March 11, 2010
"If I Can Dream"... I'd Dream of Different Television

If you aren't a big Hulu watcher or hadn't caught wind of this experiment, Hulu has been trying out a new method of online television: it's own _______ series.

I put an underline in my introductory statement, because I hesitate to call it a "television" show. There is a certain distinction to be made between multiple forms of online video, which can be uploaded, hosted, or sponsored television content, or entirely original Internet-based content. Hulu has originally been a portal for content of the first variety: a streamlined user interface for hosting television shows online, closely monitored by actual television networks, to which the ad revenue from the site returns.

With regards to other content, Hulu has hosted not-quite-American-television, such as Japanese animation (though most is available on DVD or official streaming websites). However, the website has never hosted Hulu-specific content... until recently.

More on Hulu's original series "If I Can Dream" after the jump...

After a period of strong advertising through its many streams of videos, on March 2nd, Hulu released the first episode of its new experiment in original programming: If I Can Dream, a reality show conceptualized by Simon Fuller, producer of American Idol. The series follows five young twenty-somethings trying to "make it" in Los Angeles; but what seems to distinguish If I Can Dream from other competitive-skill reality shows is... it's online.

Now, most of my comments will hinge on my initial impressions of the series, having already watched a bit on Hulu and now analyzing where it sits in the history of TV. And I say television because, without a doubt, Dream resembles television content.

Obviously the reality series cannot be categorized as actual content stripped from the television networks, thrown into the whirlpool that is modern online television. However, it is so similar in structure and style that I cannot recommend it as a new approach to how the television industry can adapt to the online environment. Instead, I'll have to settle by agreeing with Mashable in calling it a "made-for-online TV show."

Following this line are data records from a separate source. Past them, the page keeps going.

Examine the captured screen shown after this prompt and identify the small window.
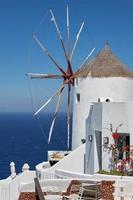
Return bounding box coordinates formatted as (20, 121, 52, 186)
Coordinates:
(98, 98, 112, 102)
(105, 99, 110, 102)
(75, 78, 79, 87)
(76, 93, 80, 103)
(98, 98, 100, 102)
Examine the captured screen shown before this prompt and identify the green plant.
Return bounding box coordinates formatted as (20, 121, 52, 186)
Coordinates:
(97, 169, 128, 176)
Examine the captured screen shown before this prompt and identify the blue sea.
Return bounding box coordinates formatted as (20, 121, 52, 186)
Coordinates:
(0, 112, 71, 179)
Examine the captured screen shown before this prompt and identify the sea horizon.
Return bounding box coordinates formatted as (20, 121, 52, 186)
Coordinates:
(0, 112, 72, 179)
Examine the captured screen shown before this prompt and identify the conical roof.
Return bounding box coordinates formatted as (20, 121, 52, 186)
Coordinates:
(75, 43, 133, 78)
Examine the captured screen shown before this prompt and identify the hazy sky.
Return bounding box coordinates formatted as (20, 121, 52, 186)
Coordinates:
(0, 0, 133, 113)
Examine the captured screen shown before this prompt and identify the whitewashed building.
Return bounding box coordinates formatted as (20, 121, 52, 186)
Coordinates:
(1, 44, 133, 200)
(72, 43, 133, 173)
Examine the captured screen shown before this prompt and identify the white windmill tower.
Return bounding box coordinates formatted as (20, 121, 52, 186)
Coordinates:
(72, 42, 133, 150)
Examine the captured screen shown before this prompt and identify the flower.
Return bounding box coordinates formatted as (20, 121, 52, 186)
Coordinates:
(123, 145, 129, 152)
(126, 156, 131, 162)
(112, 133, 121, 139)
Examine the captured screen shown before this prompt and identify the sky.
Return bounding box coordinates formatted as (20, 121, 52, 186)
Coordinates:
(0, 0, 133, 113)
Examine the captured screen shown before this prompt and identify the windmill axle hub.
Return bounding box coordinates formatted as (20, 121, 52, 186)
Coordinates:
(63, 75, 74, 85)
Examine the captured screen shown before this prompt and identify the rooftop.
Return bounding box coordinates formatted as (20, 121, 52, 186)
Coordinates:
(75, 43, 133, 78)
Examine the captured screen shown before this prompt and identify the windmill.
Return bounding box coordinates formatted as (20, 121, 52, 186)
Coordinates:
(27, 6, 95, 150)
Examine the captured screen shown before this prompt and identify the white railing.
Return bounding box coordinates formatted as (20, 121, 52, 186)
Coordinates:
(113, 180, 133, 200)
(40, 171, 56, 180)
(0, 183, 10, 200)
(20, 179, 72, 193)
(0, 170, 35, 200)
(19, 182, 35, 192)
(54, 169, 98, 180)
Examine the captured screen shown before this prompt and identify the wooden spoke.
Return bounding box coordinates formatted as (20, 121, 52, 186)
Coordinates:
(27, 73, 64, 79)
(32, 33, 67, 76)
(79, 48, 95, 69)
(50, 8, 74, 77)
(70, 22, 84, 61)
(67, 60, 73, 76)
(48, 87, 64, 144)
(34, 84, 65, 116)
(49, 9, 69, 64)
(66, 5, 70, 58)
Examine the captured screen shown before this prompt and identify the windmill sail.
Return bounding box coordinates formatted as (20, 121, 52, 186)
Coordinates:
(28, 6, 89, 149)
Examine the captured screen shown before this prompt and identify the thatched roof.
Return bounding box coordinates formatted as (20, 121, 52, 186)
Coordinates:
(75, 43, 133, 78)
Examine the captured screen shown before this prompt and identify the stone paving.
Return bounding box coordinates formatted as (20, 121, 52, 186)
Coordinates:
(19, 180, 115, 200)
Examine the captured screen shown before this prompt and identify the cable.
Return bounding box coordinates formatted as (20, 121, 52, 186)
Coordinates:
(34, 10, 49, 34)
(27, 76, 48, 143)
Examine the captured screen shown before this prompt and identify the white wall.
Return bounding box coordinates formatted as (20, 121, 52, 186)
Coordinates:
(72, 77, 133, 150)
(85, 102, 133, 174)
(101, 102, 133, 171)
(85, 104, 102, 174)
(36, 144, 85, 180)
(0, 171, 35, 200)
(20, 179, 72, 193)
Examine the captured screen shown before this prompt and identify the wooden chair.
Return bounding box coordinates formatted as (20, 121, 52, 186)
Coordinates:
(62, 185, 84, 200)
(62, 181, 101, 200)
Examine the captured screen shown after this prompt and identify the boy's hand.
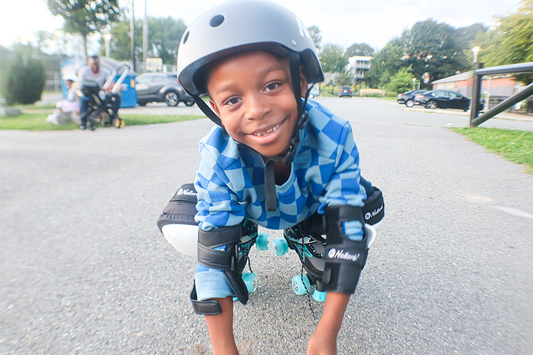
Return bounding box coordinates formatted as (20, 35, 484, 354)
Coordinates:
(307, 328, 337, 355)
(306, 292, 351, 355)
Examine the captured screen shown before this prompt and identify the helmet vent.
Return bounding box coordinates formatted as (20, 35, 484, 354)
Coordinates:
(182, 31, 190, 44)
(209, 14, 225, 27)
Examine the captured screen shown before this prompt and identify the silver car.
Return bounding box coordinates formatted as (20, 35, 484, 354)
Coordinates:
(135, 73, 195, 107)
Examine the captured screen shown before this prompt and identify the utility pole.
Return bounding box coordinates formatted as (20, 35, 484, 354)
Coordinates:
(143, 0, 148, 73)
(130, 0, 135, 72)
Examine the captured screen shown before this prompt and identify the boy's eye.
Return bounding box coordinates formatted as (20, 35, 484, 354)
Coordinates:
(224, 97, 241, 106)
(265, 82, 280, 91)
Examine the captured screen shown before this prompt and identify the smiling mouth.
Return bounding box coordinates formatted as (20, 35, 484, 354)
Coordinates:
(252, 123, 281, 137)
(249, 116, 289, 137)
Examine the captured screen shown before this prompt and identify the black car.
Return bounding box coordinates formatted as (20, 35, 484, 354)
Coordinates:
(415, 90, 471, 111)
(338, 86, 353, 98)
(397, 90, 428, 107)
(135, 73, 195, 107)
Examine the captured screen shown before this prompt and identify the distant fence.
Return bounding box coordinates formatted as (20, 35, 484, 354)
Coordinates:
(470, 62, 533, 127)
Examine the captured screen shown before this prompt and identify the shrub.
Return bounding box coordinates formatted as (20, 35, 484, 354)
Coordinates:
(0, 55, 45, 106)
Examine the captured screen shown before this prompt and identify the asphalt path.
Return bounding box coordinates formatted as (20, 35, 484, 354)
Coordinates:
(1, 98, 532, 354)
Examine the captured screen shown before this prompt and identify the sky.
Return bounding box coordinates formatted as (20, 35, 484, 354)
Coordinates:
(0, 0, 521, 53)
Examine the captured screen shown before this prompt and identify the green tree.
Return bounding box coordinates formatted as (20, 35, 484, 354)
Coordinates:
(101, 18, 142, 62)
(474, 0, 533, 84)
(401, 19, 471, 85)
(147, 17, 187, 64)
(307, 25, 322, 50)
(346, 43, 374, 57)
(452, 23, 488, 52)
(383, 67, 414, 94)
(0, 44, 45, 106)
(101, 16, 186, 65)
(319, 44, 348, 73)
(365, 40, 405, 88)
(335, 72, 353, 86)
(47, 0, 121, 63)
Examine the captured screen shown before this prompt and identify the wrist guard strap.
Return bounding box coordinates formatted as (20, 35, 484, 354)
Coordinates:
(323, 205, 368, 294)
(190, 281, 222, 315)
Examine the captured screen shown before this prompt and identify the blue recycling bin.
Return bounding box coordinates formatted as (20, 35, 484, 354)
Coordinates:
(117, 72, 137, 108)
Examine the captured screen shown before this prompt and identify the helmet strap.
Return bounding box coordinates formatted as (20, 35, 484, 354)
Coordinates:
(192, 94, 223, 126)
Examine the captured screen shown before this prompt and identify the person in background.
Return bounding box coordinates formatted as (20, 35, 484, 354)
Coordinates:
(46, 74, 80, 125)
(78, 55, 114, 130)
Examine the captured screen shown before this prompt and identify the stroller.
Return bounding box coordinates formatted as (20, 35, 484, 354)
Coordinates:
(78, 62, 130, 130)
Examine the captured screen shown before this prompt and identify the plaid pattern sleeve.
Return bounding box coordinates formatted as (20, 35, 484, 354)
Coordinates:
(194, 99, 366, 234)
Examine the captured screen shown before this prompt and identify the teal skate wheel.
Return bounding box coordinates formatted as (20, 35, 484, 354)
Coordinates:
(242, 272, 258, 293)
(292, 274, 311, 295)
(233, 297, 238, 302)
(255, 232, 270, 251)
(312, 289, 327, 302)
(272, 237, 288, 256)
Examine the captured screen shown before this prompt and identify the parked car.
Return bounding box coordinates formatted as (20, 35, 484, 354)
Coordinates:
(135, 73, 195, 107)
(338, 86, 353, 98)
(397, 90, 428, 107)
(309, 87, 320, 99)
(415, 90, 471, 111)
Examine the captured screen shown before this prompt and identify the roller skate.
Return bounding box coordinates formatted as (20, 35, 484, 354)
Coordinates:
(271, 221, 328, 302)
(234, 219, 271, 295)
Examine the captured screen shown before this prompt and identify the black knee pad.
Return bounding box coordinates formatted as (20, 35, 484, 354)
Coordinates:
(157, 183, 198, 232)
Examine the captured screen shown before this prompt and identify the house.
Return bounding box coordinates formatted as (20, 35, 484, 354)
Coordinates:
(432, 72, 521, 98)
(347, 56, 372, 84)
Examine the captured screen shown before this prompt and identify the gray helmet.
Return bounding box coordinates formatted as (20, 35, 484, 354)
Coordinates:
(178, 0, 324, 212)
(177, 0, 324, 96)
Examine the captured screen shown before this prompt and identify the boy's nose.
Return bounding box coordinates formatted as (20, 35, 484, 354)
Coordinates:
(244, 93, 270, 120)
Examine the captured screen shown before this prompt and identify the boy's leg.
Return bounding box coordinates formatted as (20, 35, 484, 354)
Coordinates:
(205, 296, 239, 355)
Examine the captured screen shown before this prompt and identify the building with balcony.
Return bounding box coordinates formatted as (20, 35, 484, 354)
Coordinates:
(347, 56, 372, 84)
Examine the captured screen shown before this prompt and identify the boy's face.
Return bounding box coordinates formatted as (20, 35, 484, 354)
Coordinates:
(207, 51, 308, 158)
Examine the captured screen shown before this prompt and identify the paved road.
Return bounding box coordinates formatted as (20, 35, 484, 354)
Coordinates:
(1, 98, 532, 354)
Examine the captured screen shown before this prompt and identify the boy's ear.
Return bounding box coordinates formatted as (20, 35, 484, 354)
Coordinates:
(299, 66, 309, 98)
(209, 98, 221, 117)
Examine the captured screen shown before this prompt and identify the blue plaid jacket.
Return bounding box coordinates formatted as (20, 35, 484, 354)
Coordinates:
(195, 100, 366, 231)
(194, 100, 366, 300)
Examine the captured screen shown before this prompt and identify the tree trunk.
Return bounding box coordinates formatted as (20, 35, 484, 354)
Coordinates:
(82, 33, 88, 64)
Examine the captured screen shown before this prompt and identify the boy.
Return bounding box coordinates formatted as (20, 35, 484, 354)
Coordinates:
(158, 1, 384, 354)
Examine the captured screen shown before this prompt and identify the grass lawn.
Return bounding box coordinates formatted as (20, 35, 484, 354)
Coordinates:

I have to say, I'm a bit disappointed in the final result, because it seems like Dream was concocted as a scheme to push ads. Like an ordinary television show, each episode runs around twenty-five to thirty minutes: just enough to get in enough ad time (and Hulu takes as much advantage of Dream as it does its other content). And even though the series' executive producer Michael Herwick says...

At the end of the day, in my mind, it's about creating sort of a 21st century platform for legitimate, up-and-coming talent. It's such a broader form of entertainment, where you have the 24-hour live streams, you have the weekly episodes on Hulu, and you have all this video-on-demand content. It's very interactive and it's very much in tune with what young people are doing these days. They digest the internet, they're socially interactive, and they're shooting their own videos on YouTube and getting discovered.

... the entire online structure built around the series seems to be geared toward funding a floundering Hulu. This "platform" that Herwick describes consists of Hulu with a main portal at http://ificandream.com/, where -- of course -- the viewer is greeted with a thirty-second ad before any live video content can be viewed. And this live aspect, a 24-hour, round-the-clock perspective similar to Big Brother, keeps on serving those advertisements. The interactivity is certainly there: a user of Dream's website can click multiple cameras to switch views inside the series' household, but is the structure of this series to tell a story or to gather enough attention to boost website analytics?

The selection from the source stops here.